Dear Thomas Letterman:
Before he goes any further, let Mr. Baseball congratulate you on your brother's highly successful show business career. And let it be known that Mr. Baseball always is available as a guest, even when Charles Grodin is booked.
As for your question, Mr. Baseball put it to Buster Olney, Sun Orioles writer. His explanation:
The hit-and-run is geared more toward the hitter. Its intent is to have the runner draw either the second baseman or shortstop toward second, thus opening a hole for the hitter. In this situation, the runner often will glance and try to pick up where the ball is hit.

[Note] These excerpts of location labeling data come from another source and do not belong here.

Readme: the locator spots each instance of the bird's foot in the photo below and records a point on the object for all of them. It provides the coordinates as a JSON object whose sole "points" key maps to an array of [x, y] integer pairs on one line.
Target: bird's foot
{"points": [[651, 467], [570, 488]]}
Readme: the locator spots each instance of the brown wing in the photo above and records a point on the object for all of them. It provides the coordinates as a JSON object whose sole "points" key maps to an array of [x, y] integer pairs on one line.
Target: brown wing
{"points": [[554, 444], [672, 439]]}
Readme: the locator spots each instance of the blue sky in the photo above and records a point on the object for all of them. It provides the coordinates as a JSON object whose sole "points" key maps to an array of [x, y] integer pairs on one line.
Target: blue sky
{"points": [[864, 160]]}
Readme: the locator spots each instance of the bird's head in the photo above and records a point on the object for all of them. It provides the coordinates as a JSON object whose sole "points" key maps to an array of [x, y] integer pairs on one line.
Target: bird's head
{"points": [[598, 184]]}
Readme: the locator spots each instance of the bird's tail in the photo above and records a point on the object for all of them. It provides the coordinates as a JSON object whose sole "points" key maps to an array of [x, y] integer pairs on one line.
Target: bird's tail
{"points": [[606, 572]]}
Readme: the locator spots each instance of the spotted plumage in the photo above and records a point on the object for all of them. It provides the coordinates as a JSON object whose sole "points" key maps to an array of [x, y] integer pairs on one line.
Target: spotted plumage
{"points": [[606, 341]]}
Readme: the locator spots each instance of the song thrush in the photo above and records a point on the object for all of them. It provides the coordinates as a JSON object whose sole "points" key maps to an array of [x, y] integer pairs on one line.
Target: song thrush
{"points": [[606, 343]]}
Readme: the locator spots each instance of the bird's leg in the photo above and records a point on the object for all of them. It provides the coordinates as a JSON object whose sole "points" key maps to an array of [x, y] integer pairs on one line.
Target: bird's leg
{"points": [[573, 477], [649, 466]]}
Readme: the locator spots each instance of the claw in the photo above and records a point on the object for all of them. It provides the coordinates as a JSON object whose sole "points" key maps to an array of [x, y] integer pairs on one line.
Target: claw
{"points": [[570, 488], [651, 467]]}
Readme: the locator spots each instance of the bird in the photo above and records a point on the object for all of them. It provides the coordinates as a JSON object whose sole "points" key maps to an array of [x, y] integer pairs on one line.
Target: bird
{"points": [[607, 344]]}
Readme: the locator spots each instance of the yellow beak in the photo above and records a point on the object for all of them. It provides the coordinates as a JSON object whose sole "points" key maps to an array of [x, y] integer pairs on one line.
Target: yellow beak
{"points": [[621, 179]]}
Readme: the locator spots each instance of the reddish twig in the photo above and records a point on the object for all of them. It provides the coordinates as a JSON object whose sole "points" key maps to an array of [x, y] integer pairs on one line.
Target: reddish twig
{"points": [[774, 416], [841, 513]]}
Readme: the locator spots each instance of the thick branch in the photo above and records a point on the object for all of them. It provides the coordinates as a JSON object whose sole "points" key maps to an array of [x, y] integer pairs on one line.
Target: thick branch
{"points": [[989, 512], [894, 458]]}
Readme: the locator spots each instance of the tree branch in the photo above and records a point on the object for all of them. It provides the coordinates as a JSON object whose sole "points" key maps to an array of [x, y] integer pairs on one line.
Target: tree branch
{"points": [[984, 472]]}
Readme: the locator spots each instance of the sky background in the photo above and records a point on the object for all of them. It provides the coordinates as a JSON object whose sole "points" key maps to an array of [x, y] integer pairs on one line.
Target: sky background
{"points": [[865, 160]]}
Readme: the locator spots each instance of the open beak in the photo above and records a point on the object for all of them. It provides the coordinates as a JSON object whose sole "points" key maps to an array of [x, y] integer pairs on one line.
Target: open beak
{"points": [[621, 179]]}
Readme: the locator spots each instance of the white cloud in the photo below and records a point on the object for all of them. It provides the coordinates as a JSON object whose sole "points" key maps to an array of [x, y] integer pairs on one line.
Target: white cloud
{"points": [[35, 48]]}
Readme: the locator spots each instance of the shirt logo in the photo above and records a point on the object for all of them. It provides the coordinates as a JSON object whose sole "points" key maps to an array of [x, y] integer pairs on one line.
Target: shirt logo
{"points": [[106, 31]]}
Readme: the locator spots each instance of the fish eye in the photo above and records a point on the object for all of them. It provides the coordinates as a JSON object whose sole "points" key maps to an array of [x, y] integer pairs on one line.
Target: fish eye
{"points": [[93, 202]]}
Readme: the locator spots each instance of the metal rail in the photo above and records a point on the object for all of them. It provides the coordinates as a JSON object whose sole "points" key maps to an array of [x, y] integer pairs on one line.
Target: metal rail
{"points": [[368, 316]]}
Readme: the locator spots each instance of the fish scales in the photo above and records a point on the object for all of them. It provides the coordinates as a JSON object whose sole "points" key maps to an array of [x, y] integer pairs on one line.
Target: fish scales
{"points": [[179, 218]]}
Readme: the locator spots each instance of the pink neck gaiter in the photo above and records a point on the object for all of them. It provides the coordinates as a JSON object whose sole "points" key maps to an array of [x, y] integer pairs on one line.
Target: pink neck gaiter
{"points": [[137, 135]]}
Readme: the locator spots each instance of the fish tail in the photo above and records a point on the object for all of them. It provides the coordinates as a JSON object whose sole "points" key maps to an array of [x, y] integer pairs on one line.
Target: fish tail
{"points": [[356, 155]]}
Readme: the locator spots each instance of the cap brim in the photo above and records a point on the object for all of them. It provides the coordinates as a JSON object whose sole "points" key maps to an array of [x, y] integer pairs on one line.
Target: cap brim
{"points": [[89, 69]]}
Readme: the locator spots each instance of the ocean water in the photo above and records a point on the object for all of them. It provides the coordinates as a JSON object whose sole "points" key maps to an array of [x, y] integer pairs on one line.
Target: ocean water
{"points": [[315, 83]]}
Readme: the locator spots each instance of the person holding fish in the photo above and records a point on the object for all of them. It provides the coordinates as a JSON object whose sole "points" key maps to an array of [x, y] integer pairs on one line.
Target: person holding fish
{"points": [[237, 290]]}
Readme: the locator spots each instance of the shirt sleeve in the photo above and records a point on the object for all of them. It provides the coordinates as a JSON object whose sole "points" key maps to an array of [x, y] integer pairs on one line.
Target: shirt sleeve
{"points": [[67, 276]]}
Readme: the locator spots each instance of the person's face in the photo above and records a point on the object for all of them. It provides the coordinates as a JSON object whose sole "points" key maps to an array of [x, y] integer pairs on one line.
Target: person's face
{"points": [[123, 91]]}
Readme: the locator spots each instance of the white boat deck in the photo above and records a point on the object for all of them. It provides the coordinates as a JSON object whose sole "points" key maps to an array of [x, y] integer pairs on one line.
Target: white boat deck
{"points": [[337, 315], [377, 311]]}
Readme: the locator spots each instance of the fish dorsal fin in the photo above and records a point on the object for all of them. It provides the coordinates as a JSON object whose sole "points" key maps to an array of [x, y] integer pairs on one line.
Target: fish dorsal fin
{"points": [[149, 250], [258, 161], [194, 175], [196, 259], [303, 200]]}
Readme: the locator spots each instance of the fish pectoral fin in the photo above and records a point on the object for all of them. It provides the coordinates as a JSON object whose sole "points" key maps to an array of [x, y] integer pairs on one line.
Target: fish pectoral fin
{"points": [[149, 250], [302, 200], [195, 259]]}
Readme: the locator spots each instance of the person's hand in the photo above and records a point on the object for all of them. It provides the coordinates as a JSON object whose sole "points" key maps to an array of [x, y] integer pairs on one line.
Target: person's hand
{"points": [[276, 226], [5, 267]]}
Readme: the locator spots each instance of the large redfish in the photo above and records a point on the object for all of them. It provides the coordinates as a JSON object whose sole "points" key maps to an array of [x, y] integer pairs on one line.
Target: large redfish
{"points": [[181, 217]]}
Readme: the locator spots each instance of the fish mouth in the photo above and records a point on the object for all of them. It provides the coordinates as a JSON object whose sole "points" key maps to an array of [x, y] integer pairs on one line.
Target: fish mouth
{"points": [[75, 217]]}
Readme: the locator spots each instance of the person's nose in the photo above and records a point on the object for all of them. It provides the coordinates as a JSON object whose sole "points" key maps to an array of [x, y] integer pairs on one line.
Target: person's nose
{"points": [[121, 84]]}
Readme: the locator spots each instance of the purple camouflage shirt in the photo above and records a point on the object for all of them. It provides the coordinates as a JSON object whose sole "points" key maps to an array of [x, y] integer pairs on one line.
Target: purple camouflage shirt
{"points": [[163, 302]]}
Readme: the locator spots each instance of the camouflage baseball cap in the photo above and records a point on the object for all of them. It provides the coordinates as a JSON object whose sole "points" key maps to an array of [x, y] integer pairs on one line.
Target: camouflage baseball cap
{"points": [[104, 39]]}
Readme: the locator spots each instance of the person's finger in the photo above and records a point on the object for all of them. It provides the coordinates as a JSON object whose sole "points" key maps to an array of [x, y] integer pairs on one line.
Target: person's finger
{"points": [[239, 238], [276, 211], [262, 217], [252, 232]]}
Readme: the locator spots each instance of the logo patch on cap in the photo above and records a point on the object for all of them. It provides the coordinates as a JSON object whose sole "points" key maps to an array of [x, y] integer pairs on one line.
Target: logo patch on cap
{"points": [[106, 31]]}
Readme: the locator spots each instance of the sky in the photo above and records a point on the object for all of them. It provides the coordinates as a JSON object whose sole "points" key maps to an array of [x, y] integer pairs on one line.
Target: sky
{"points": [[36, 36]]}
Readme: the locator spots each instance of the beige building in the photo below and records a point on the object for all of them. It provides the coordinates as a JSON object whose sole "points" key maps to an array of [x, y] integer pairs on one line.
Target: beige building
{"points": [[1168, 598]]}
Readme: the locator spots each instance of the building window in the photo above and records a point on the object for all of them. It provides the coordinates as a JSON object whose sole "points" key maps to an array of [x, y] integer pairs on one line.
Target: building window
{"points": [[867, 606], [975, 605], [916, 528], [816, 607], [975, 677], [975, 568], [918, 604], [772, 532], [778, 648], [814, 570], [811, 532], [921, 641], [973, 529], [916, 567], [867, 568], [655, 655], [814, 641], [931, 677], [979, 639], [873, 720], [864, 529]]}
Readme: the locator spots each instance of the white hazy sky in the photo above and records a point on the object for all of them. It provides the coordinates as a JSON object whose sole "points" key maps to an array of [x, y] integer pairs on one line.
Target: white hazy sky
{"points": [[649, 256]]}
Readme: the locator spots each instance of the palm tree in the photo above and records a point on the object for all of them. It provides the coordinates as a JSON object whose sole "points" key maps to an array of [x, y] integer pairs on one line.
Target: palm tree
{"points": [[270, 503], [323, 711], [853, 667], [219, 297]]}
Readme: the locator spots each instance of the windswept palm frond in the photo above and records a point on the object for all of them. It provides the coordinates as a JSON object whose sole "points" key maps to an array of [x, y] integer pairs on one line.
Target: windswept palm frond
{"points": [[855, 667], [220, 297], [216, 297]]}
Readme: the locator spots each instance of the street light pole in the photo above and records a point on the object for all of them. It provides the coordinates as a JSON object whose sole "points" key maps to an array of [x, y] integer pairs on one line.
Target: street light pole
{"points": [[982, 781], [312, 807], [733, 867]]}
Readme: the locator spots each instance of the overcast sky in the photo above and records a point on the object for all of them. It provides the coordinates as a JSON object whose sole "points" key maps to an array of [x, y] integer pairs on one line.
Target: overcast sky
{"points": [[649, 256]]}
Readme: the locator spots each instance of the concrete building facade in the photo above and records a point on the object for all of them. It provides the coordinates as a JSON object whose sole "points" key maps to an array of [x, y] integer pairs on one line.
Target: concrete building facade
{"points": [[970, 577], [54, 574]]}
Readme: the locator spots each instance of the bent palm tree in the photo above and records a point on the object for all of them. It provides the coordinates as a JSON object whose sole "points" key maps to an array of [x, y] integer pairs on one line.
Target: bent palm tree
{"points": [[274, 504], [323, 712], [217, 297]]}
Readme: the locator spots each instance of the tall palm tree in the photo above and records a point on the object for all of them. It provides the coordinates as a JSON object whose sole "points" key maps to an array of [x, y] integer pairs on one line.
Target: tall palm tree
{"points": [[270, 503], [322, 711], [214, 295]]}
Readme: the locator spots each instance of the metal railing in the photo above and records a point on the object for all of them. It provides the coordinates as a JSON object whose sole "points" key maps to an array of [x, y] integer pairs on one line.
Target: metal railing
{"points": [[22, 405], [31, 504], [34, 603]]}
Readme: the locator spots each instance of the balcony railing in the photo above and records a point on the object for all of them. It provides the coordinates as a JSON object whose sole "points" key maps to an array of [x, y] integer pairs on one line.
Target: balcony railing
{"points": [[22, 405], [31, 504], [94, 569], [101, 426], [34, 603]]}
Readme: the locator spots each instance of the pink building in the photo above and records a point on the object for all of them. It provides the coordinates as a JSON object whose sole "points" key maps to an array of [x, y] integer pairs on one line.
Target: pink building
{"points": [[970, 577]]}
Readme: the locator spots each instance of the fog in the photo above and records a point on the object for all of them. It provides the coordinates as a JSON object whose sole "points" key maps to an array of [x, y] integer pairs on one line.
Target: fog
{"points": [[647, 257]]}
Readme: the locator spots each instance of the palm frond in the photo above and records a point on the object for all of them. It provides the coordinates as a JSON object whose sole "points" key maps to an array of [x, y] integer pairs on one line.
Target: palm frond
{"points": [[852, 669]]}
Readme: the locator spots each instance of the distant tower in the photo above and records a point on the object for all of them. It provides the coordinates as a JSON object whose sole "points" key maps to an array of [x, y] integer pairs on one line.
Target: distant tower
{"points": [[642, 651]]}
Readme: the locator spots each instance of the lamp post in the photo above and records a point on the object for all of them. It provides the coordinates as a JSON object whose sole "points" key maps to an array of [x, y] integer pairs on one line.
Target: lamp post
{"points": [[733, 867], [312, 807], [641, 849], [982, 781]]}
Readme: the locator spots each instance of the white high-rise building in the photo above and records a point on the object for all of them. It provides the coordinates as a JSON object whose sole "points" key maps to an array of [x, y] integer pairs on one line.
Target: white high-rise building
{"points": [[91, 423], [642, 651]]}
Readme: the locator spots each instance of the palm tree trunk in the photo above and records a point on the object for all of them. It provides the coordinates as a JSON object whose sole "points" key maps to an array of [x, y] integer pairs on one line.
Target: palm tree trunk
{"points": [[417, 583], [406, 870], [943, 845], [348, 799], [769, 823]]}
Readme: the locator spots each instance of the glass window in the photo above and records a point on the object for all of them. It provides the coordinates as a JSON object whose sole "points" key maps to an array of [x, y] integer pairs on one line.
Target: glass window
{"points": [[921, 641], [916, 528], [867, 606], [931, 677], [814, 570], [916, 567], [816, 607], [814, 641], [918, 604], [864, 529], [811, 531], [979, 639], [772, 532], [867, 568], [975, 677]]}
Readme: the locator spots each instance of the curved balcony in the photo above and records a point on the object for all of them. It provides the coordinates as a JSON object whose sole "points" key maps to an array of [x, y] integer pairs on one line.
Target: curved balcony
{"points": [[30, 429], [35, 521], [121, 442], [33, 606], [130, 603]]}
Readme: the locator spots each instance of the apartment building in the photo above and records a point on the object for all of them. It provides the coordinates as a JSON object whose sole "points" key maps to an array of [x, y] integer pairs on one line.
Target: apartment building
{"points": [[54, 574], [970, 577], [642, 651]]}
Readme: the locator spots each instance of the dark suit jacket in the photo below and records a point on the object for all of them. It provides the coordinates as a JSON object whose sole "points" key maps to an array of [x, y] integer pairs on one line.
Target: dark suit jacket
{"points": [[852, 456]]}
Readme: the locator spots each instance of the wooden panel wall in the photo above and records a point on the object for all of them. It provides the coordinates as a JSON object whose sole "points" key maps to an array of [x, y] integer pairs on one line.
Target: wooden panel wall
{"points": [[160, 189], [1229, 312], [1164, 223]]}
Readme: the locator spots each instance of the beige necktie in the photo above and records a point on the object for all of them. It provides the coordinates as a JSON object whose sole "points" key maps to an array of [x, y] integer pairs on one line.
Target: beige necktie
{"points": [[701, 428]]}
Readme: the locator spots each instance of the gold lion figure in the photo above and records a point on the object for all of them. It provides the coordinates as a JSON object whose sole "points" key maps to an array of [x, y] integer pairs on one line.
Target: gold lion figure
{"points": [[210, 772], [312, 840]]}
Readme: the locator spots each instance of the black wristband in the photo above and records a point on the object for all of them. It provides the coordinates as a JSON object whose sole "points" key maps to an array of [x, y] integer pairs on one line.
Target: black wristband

In the run-and-hit, the focus is on the steal. The hitter may swing, perhaps trying to protect the runner, but the runner often will go with his head down, concentrating on the steal.
Not exactly a stupid baseball trick, but Mr. Baseball is sure you understand.
Dear Mr. Baseball:
Which Orioles player has been ejected the most?
Dear Ron Kropkowski:
Mr. Baseball wandered into the Orioles offices to ask your question. The first time he posed it, a secretary kicked a pile of papers all over his shoes. Then Mr. Baseball asked another person, who proceeded to scream in Mr. Baseball's face. Mr. Baseball asked one more time, and he was ejected from the office. Mr. Baseball went quietly -- though he did toss a few cans of soda on the carpet before departing.
After things calmed down, Mr. Baseball learned that former Orioles manager Earl Weaver was ejected from 98 games for conduct unbecoming. Further research by the Orioles determined that, since 1961, Rick Dempsey was the player tossed the most -- six. And, you know, he looked so calm holding that microphone during the All-Star Game on Tuesday night.
Tied for second were Lee Lacy, Eddie Murray and Gary Roenicke at five each. And, as Vin Scully might say, it's interesting to note that Lacy's total was achieved in just three seasons.